You can also use collections.deque.rotate to rotate your list
from collections import deque
a = [1,2,3]
#Make a deque of copy of a
b = deque(a[:])
#Rotate the deque
b.rotate(len(a)-1)
#Create the list and print it
print([a,list(b)])
#[[1, 2, 3], [2, 3, 1]]
Every variable name in Python should be thought of as a reference to a piece of data. In your first listing, b contains two references to the same underlying object that is also referenced by the name a. That object gets changed in-place by the operations you’re using to rotate its members. The effect of that change is seen when you look at either of the two references to the object found in b, or indeed when you look at the reference associated with the name a.

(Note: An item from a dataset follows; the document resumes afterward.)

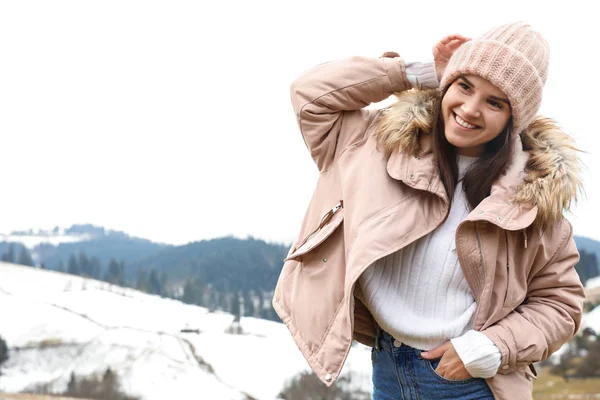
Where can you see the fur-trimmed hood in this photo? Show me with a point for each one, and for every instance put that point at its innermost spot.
(548, 171)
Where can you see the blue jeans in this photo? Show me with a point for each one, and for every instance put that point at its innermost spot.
(400, 373)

Their identicality can be seen by using the id() function: id(a), id(b[0]) and id(b[1]) all return the same number, which is the unique identifier of the underlying list object that they all refer to. Or you can use the is operator: b[0] is b[1] evaluates to True.

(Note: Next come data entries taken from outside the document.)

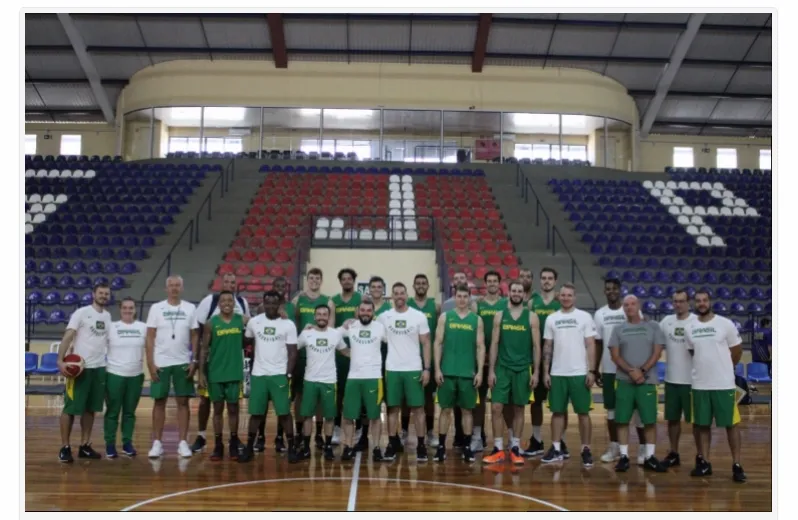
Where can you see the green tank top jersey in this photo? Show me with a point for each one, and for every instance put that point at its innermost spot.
(430, 310)
(543, 310)
(226, 356)
(459, 358)
(487, 312)
(515, 341)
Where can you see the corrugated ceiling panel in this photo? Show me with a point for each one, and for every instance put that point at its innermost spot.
(382, 35)
(519, 39)
(449, 36)
(584, 41)
(234, 32)
(648, 43)
(172, 32)
(117, 30)
(44, 29)
(315, 34)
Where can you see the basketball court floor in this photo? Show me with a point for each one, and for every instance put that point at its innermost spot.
(269, 483)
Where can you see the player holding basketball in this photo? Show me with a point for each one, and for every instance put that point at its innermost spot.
(459, 360)
(569, 348)
(716, 347)
(87, 335)
(125, 377)
(514, 370)
(171, 340)
(222, 359)
(275, 354)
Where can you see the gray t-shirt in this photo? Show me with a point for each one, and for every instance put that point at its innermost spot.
(636, 343)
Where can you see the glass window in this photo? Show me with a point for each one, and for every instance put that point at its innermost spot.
(70, 145)
(727, 158)
(30, 145)
(683, 157)
(764, 158)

By contrast, in the second listing, you reassign a—in other words, by using the assignment operator = you cause that name to become associated with a different object: in this case, a new list object that you just created with your square-bracketed literal expression. b still contains one reference to the old list, and now you append a new reference that points to this different piece of underlying data. So the two elements of b now look different from each other—and indeed they are different objects and accordingly have different id() numbers, only one of which is the same as the current id(a). b[0] is b[1] now evaluates to False
How to fix it? Reassign the name a before changing it: for example, create a copy:
a = list(a)
or:
import copy
a = copy.copy(a)
(or you could even use copy.deepcopy()—study the difference). Alternatively, rotate the members a using methods that entail reassignment rather than in-place changes—e.g.:
a = a[1:] + a[:1]
(NB immutable objects such as the tuple avoid this whole confusion —not because they behave fundamentally differently but because they lack methods that produce in-place changes and therefore force you to use reassignment strategies.)